Question

A decinormal solution of NaCl has specific conductivity equal to 0.0092. If ionic conductances of $N{a^ + }$ and $C{l^ - }$ ions at the same temperature
are 43.0 and 65 $oh{m^{ - 1}}$ respectively, calculate the degree of dissociation of NaCl solution.

Answer 1

Hint: Degree of dissociation of an electrolyte $\left( \alpha \right)$ is the fraction of one mole of the electrolyte that has dissociated under the given conditions.

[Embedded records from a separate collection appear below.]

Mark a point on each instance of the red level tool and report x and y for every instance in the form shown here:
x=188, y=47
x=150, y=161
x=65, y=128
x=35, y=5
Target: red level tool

The value of $\alpha$ depends upon: nature of electrolyte, nature of solvent, dilution and the temperature.

Complete step by step answer:
Given, Normality of solution of $NaCl = \dfrac{1}{{10}}N$

Specific conductivity $\left( K \right) = 0.0092$
Ionic conductances of $N{a^ + }$ and $C{l^ - }$ are 43.0 and 65 $oh{m^{ - 1}}$.
To find the equivalent conductance in terms of concentration\[\left( {\Lambda _{eq}^c} \right)\]
Equivalent conductance is the conducting power of all ions furnished by an equivalent of an electrolyte in any solution.
Equivalent conductance \[\left( {\Lambda _{eq}^c} \right) = \dfrac{{Conductivity\left( K \right) \times 1000}}{{Normality{\text{ of solution}}}}\]
= $\dfrac{{0.0092 \times 1000}}{{0.1}}$
= 92 $oh{m^{ - 1}}$.
To find equivalent conductance at infinite dilution.
Equivalent conductance at infinite dilution \[\left( {\Lambda _{eq}^\infty } \right)\] for $NaCl$ $ = \Lambda _{N{a^ + }}^\infty + \Lambda _{C{l^ - }}^\infty $

By putting the value of ionic conductance $\left( {\lambda _{N{a^ + }}^\infty } \right)$ and ionic conductance $\left( {\lambda _{C{l^ - }}^\infty } \right)$ at infinite dilution, we will get
Equivalent conductance at infinite dilution$\left( {\Lambda _{eq}^c} \right)$
= 43.0 + 65
= 108
To find the degree of dissociation $\left( \alpha \right)$
We know, degree of dissociation is the ratio of equivalent conductance at concentration to the equivalent conductances at infinite dilution i.e.
Degree of dissociation\[\left( \alpha \right) = \dfrac{{\Lambda _{eq}^c}}{{\Lambda _{eq}^\infty }}\]
By putting the value, we will get
Degree of dissociation $\left( \alpha \right) = \dfrac{{92}}{{108}}$ = 0.85

Note: One gram equivalent of an electrolyte carries the same charge in solution i.e. one faraday of charge on cation and one faraday of charge on anions. Since the total charge in solution is the same, equivalent conductivity is a useful parameter to compare the conducting power of electrolytes. Higher the value of equivalent conductivity of an electrolyte, higher is its conducting power.